En 1956 la crisis del Canal del Suez provocó un nuevo enfrentamiento militar sin alteración de las fronteras. En 1967 la notoria Guerra de los Seis Días, Israel avante logra ocupar los territorios palestinos (Cisjordania y Gaza) además del Sinaí y en 1973 la Guerra de Yom-Kipur que enfrentó a Egipto y Siria contra Israel desembocando 5 años después en los Acuerdos de “Camp David” en donde Anwar Sadat renuncia al panarabismo de su antecesor Nasser y como presidente de Egipto firma la paz con Israel. Los acuerdos liderados por el ex presidente Carter, supusieron el final de la guerra abierta entre Israel y sus vecinos árabes. Desde entonces la historia se concentra en una lucha exclusiva entre Palestina e Israel.

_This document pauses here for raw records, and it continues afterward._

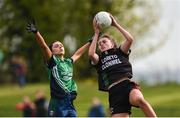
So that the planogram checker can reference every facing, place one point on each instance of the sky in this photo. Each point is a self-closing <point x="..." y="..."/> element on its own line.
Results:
<point x="166" y="58"/>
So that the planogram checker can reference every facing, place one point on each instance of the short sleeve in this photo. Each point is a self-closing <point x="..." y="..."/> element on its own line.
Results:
<point x="71" y="60"/>
<point x="123" y="53"/>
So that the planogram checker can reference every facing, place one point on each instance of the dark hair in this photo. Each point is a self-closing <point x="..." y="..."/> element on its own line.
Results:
<point x="110" y="38"/>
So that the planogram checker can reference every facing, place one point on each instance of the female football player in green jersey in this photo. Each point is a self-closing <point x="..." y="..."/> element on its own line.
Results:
<point x="63" y="88"/>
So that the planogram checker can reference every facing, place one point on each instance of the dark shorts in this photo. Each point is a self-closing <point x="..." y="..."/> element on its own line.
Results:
<point x="119" y="97"/>
<point x="61" y="108"/>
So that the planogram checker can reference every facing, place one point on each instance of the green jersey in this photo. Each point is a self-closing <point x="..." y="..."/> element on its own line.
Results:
<point x="60" y="74"/>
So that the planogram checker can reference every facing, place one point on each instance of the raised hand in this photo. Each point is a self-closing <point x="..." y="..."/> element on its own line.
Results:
<point x="31" y="27"/>
<point x="114" y="22"/>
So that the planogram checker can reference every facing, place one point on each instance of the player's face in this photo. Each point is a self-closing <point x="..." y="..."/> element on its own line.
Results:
<point x="58" y="48"/>
<point x="104" y="44"/>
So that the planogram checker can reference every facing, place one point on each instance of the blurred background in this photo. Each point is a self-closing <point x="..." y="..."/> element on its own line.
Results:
<point x="155" y="58"/>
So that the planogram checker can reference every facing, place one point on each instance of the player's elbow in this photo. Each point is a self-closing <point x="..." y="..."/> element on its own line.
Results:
<point x="90" y="53"/>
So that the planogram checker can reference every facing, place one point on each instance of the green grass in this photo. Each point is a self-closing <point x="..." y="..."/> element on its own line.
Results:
<point x="165" y="99"/>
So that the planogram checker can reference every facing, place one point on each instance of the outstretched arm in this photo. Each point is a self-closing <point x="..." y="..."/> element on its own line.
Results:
<point x="129" y="39"/>
<point x="80" y="52"/>
<point x="31" y="27"/>
<point x="92" y="49"/>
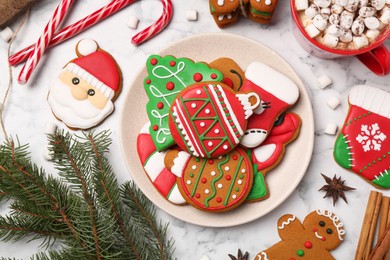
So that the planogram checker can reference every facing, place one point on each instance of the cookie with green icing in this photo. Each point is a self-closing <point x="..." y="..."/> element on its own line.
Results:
<point x="167" y="77"/>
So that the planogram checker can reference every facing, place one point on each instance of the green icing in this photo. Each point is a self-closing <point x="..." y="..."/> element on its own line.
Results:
<point x="259" y="188"/>
<point x="383" y="180"/>
<point x="342" y="153"/>
<point x="178" y="72"/>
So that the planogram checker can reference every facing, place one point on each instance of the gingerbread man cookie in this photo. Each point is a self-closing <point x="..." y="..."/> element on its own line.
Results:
<point x="82" y="93"/>
<point x="320" y="233"/>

En la actualidad, los territorios de la nación palestina (Cisjordania y Gaza) siguen en parte bajo ocupación militar israelí y en parte bajo la administración de la Autoridad Nacional Palestina. La tierra sagrada para todos -Jerusalén- sigue vista como el botín más preciado. Por un lado la nación palestina inmersa en pobreza, desamparo y muerte, pero con el derecho legítimo de reclamar su territorio aunque siga sin reconocimiento internacional como Estado. De la otra orilla, la entidad sionista, alguna vez errante, hoy cuenta con la carrera armamentista más avanzada de la región y con unas fuerzas de defensa para mantener sus fronteras casi intactas.

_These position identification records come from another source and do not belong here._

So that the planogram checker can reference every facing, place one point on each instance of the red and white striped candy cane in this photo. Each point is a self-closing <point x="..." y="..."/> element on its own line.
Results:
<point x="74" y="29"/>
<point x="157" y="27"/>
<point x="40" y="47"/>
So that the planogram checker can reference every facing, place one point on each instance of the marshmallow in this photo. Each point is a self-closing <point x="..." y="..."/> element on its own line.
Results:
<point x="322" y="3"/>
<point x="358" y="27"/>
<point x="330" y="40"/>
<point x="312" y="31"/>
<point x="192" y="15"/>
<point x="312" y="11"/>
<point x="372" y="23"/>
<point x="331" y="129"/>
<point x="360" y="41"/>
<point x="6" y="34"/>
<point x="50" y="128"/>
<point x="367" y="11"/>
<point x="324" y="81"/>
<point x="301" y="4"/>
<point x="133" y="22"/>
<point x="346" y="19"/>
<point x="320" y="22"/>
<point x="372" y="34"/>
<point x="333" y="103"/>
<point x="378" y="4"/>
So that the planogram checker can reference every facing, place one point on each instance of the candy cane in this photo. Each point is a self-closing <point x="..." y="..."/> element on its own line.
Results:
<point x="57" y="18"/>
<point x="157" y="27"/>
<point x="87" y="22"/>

Vacilaría, si les soy honesto, creer en que la tierra prometida o el pueblo elegido es propiamente de un lado de la historia. Todos los que habitamos el mundo somos el pueblo de Dios, quedando si, en deuda de vivir acorde a su palabra con actos de paz, perdón y reconciliación. Reconozco que anhelo un Estado palestino, con reconocimiento y apoyo internacional para el resurgir de un pueblo con decenas de miles de muertos y millones de refugiados. Los liderazgos del mundo deben interceder, no prometiendo independencias bajo la mesa para luego repartirse los territorios y sus utilidades. La paz implica ceder y reconocerse entre sí, construir sobre la base de la diferencia, pero no aquella diferencia que nos quieren etiquetar desde los medios de comunicación en donde unos son los buenos, otros los malos o en donde unos merecen habitar allí por ser el pueblo predilecto del creador.